James Reilly: 'My future lies in the Department of Health'
The health service has faced severe criticism in recent days with thousands of pensioners being targeted in a clampdown over medical card eligibility and parents left disgruntled at a reduction in the number of discretionary cards.
"I was resigned last week to go home and recover from a Strep throat and it took me four or five days to do so," said Minister Reilly, after he pulled out of addressing last week's annual conference of the Irish Nurses and Midwives Organisation due to ill health.
"I want to apologise to all the people we had made arrangements with to open various facilities around Cork and Kerry and Waterford, that it wasn't possible for me to do so."
Following a meeting at the Oberstown Campus for young offenders in north Dublin, alongside the new Minister for Children Charlie Flanagan, Dr Reilly said rumours of his "resignation have been greatly exaggerated".
The former Lusk GP said he was committed to fixing the health system, with "huge progress" made against major challenges.
Dr Reilly said it was his aim to continue working in the health portfolio to push the changes necessary to move towards universal health care for the lifetime of the coalition Government.

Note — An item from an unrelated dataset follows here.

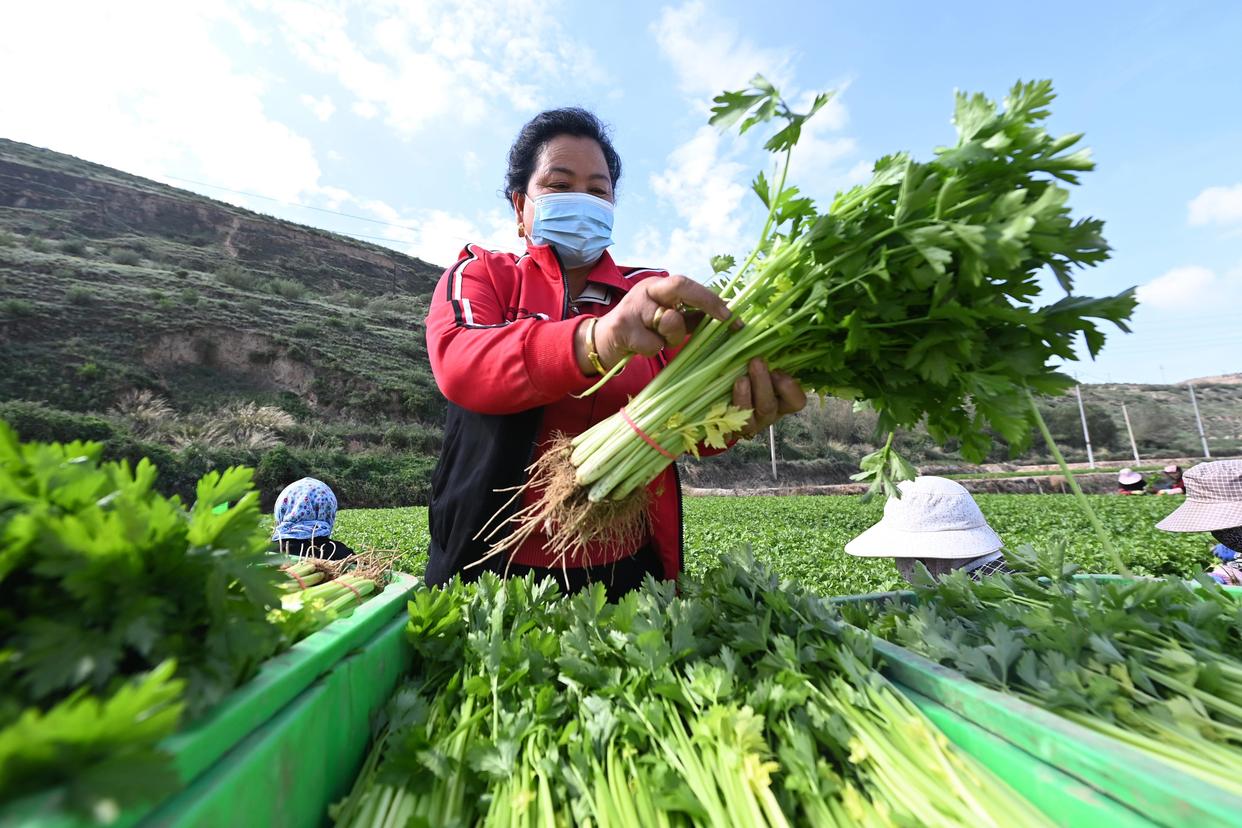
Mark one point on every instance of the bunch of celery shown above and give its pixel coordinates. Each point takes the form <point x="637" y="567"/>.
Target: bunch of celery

"That would be my intention but I am not in control of my destiny in all these matters - there are large buses in Dublin that could see me out," he said, amid queries over whether he felt Taoiseach Enda Kenny would leave him running the beleaguered Department of Health.
"That is a matter for the Taoiseach. I believe I am doing the job as well as anyone could be expected to do it, I believe we've made huge progress but the Taoiseach always has to look to the broader picture, he'll do that and I've no doubt make the decision as he feels best befits him to do and I respect that."
The minister said he wanted to install a health system informed by those working in the medical profession to best serve the general public.